The equilibrium frequencies of cooperators and defectors in structured populations can differ considerably from the results for well-mixed populations with random encounters. To model spatial structures the individuals are arranged on a lattice and interact only within a limited local neighborhood. Various choices for the lattice geometry are possible: square lattice with neighborhood size N = 4 or N = 8, triangular with N = 3 or hexagonal with N = 6. Whenever a site x is updated, the present occupant and all its neighbors compete for recolonizing the focal site x with their offspring. We assume that a neighbor y succeeds in reproducing with a probability proportional to the difference in payoffs Px - Py provided it is positive and with probability zero otherwise. In well-mixed populations, this assumption leads to the replicator equation. A spatial analogue of the replicator dynamics is then to set the competitive success of neighbor y proportional to

wy = (Px - Py)+/a

where a is a normalization constant such that 0 < wy < 1 holds (a = T - S in the Prisoner's Dilemma and a = T - P in the Snowdrift or Hawk-Dove game). With probability px = (1 - wy1)(1 - wy2) … (1 - wyN) all neighbors yi fail to reproduce and the focal individual succeeds in placing its own offspring in site x. Otherwise, with probability 1 - px, one neighbor takes over the focal site. The relative probability for success of a neighbor y is wy/w where w = w1 + w2 + … + wN.

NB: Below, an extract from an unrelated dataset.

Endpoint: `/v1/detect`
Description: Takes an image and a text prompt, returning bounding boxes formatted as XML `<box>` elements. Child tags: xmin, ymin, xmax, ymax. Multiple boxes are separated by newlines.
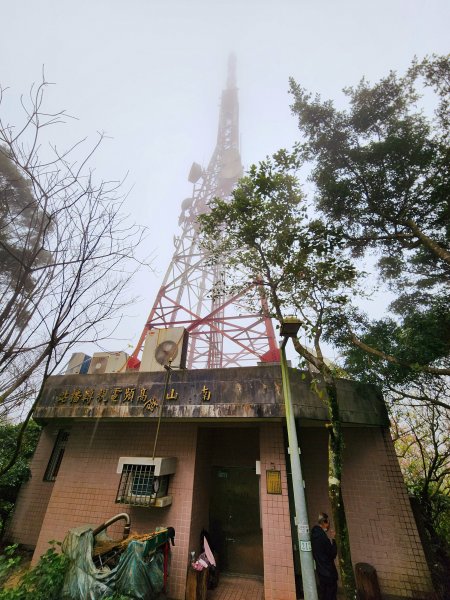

Updating of the lattice can be synchronous referring to populations with discrete non-overlapping generations or asynchronous for populations with overlapping generations in continuous time. For synchronous updates, all individuals interact and accumulate payoffs and then everbody attempts to reproduce with successrates relative to each individuals payoff within its neighborhood. For asynchronous updates only a single randomly selected focal site gets updated at a time: first the payoffs of the selected individual and all its neighbors are determined and then they compete to re-populate the focal site as outlined above.

Dynamical regimes

The following examples illustrate and highlight different relevant or otherwise interesting scenarios but at the same time they are meant as suggestions and starting points for further exploring and experimenting with the dynamics of the system. If your browser has JavaScript enabled, the following links open a new window containing a running lab that has all necessary parameters set as appropriate.

Legend

Time evolution of cooperators and defectors in spatially structured populations where individuals interact only within a limited local neighborhood and engage in prisoner's dilemma and snowdrift games.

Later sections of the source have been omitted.